The woman also is listed as contributing to the Rev. Diaz's City Council campaign in 2001.

That source said the orders to donate and a supply of money orders came from the elder Diaz. "He's the only one with the audacity," she said.

A third source, who still works for one of the charities, said he received money to donate to campaigns as well. He is listed in 2002 filings as having given hundreds of dollars to both the senator's and assemblyman's campaigns. That worker said the senator provided the cash for the contributions.

"He would make money orders and just ask us to put our name on it," he said.

The allegations that Sen. Diaz has used straw contributors were corroborated by a fourth source who worked with Diaz, but they were disputed by several employees at Christian Community In Action, when reached at work. Those employees say they donated their own money to both the senator and his son.
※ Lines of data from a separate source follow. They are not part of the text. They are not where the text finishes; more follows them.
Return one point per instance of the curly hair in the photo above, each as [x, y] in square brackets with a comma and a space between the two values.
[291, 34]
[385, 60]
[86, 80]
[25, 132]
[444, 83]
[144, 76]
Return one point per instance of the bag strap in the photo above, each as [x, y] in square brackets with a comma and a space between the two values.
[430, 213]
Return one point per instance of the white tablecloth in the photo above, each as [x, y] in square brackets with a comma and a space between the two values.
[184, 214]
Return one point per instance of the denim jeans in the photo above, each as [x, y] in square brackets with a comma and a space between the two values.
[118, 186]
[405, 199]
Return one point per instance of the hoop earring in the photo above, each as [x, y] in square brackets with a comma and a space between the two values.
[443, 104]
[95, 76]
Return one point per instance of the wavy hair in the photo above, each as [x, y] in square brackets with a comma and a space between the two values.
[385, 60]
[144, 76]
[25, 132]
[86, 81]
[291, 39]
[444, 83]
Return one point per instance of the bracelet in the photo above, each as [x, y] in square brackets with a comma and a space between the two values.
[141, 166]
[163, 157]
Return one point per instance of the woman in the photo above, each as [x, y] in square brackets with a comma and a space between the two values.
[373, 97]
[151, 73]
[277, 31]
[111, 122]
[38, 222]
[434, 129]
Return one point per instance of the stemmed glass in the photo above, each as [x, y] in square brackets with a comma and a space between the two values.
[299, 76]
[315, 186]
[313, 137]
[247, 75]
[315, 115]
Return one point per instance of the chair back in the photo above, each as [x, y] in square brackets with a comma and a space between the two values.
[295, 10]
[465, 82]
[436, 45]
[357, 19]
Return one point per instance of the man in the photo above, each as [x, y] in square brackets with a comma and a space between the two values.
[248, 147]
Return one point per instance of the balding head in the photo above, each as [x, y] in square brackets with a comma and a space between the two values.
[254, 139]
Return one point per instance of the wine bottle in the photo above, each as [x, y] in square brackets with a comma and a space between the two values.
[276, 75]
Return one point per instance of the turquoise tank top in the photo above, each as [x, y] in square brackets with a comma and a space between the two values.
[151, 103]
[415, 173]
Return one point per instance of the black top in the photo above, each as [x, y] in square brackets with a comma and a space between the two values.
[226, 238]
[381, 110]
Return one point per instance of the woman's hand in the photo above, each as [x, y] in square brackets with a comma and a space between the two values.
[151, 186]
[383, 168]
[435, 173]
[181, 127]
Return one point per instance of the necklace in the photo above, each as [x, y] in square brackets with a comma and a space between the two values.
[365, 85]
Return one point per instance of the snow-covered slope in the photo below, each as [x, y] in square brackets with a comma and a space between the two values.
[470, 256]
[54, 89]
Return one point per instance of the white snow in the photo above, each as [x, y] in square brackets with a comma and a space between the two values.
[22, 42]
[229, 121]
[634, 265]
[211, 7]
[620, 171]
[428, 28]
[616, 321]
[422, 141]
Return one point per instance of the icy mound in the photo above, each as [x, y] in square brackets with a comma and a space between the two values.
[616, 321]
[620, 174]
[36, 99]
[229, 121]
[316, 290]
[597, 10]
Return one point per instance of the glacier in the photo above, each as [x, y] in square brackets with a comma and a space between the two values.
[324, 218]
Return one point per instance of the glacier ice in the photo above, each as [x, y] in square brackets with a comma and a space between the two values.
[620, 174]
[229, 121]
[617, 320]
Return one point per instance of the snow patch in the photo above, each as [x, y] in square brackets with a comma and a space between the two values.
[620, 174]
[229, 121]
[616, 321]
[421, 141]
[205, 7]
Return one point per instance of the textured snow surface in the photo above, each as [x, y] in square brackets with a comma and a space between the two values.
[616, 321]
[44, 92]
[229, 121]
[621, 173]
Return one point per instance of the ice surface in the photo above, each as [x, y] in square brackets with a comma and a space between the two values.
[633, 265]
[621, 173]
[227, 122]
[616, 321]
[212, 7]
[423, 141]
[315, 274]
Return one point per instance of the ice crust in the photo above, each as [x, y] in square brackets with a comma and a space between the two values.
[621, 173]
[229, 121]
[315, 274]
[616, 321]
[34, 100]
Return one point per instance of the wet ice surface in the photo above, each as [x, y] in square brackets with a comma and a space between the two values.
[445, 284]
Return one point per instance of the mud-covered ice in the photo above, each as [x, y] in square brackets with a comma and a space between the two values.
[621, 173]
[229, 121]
Even while earning less than $30,000 a year, some gave hundreds or thousands of dollars to Diaz campaigns. They insisted the money came from their own funds. Many more would not comment and several others refused to take calls. Finally, a woman identifying herself as a lawyer for the group threatened legal action and demanded the Times Union stop contacting workers.
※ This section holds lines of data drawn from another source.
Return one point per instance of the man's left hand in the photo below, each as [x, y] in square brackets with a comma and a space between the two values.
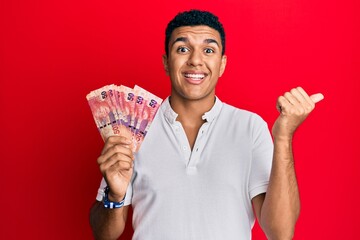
[294, 107]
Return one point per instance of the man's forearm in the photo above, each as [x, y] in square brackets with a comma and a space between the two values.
[107, 224]
[281, 206]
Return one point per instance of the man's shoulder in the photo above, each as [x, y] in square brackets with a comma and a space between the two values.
[239, 113]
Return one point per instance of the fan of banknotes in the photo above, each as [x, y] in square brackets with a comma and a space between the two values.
[123, 110]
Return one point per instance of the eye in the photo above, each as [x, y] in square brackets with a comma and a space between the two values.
[182, 49]
[209, 50]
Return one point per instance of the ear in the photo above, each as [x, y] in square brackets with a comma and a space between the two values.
[165, 63]
[223, 65]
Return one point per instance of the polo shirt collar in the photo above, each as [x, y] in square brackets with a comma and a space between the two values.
[209, 116]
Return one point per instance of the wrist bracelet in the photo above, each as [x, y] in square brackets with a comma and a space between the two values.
[109, 204]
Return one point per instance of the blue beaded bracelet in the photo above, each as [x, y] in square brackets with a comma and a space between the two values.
[108, 204]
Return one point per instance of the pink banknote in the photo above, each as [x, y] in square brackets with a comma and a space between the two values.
[120, 110]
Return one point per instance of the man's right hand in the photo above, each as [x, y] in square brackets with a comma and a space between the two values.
[116, 165]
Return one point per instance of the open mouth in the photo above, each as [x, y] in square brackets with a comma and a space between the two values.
[195, 76]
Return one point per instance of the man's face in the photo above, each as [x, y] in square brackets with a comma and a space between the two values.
[195, 62]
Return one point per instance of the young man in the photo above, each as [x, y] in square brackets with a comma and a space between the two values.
[205, 169]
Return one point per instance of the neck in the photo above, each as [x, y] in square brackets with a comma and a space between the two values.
[190, 112]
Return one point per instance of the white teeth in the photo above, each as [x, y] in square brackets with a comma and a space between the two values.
[198, 76]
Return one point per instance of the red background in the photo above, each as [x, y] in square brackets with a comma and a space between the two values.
[52, 53]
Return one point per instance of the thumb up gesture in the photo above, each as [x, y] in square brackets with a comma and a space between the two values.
[294, 107]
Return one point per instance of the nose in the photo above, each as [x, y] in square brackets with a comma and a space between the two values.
[195, 59]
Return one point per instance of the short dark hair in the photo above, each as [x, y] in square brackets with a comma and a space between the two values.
[194, 18]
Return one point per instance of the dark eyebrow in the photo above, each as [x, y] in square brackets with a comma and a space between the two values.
[210, 40]
[185, 39]
[180, 39]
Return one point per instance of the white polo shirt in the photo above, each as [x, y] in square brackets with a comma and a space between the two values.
[179, 194]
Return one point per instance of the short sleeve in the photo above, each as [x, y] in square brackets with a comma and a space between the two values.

In recent years, Padilla and others who worked for Soundview complained to Attorney General Eliot Spitzer that the senator forced the nonprofit employees to work on voter campaigns, raise election funds and fill out money orders for campaigns, Padilla said. Spitzer, Sen. Diaz's filings show, donated $150 in 2002 to the elder Diaz's city council campaign. A spokesman for Spitzer could not explain the donation.

Spitzer's office concluded its investigation of Sen. Diaz by allowing the senator to use his campaign treasury to reimburse the state and federal government for misused public grants. Those grants, intended to help Soundview keep kids off the streets, were used to buy furnishings and audio speakers found at the senator's district office.